ルールを固定したいときは対話中のコマンドが用意されていて、/permissions remember で許可か拒否をツール単位で覚えさせ、/permissions でルールIDの一覧、/permissions revoke で剥がせます。
診断が要るときは /trace でログ込みのMarkdownが出ます。
CIに組み込む前に、ここだけは読んでおいた方がいいです。
自動で走るから速いわけで、速さと危うさは同じ設計から出ています。
本命はWASMで自分のアプリに埋め込めるところ
名乗りに入っている embeddable が何を指しているのか、READMEの該当箇所ではっきりしました。
createFxAgent() でエージェントのコアを fx-core.wasm としてJavaScriptのホストに埋め込めます。
createFxTerminal() なら対話ターミナルごと fx-term.wasm で埋め込めます。

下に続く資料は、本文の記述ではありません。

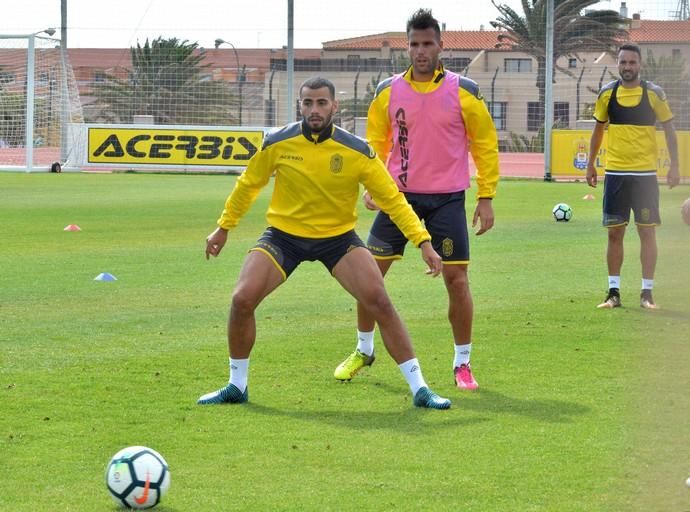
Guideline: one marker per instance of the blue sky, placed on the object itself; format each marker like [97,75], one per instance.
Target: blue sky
[254,23]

自分のWebアプリの中に、エージェントの中身を丸ごと置けるということです。
ここまで来ると、CLIツールを紹介されているというより部品を渡されている感覚に近いです。
拡張の考え方も揃っていて、公式サイトの表現ではコアは小さいまま、skillsとpluginsとMCPで足していくUnix的な拡張哲学。
独立したタスクを投げるsubagentsもあります。
コアを太らせずに周辺で伸ばす方針が、最初から通っています。
今のfxはClaude Codeの置き換えにはならない
正直に書くと、今日から本業のメインを乗り換える道具ではないです。
バージョンが v0.0.4 で、公式サイトにも実験的であること、頻繁に変更を入れることが明記されています。
9日前に生まれてissueが41件開いている状態なので、それはそうという話でもあります。
刺さる場所はかなりはっきりしていて、こういう用途です。
- CIやgitフックのように、1回呼んですぐ終わらせたい場所
- コンテナやエッジのように、容量とメモリの上限が厳しい場所
- 自分のプロダクトにエージェント機能そのものを埋め込みたい場合
逆に、大規模なリファクタを任せて長時間並走させる用途なら、今のところ使い慣れたエージェントのままで問題ないと思います。
軽さのために何を削ったのかを分かった上で選ぶ道具です。
触ってみるなら、まず setup.sh の中身を読むところからどうぞ。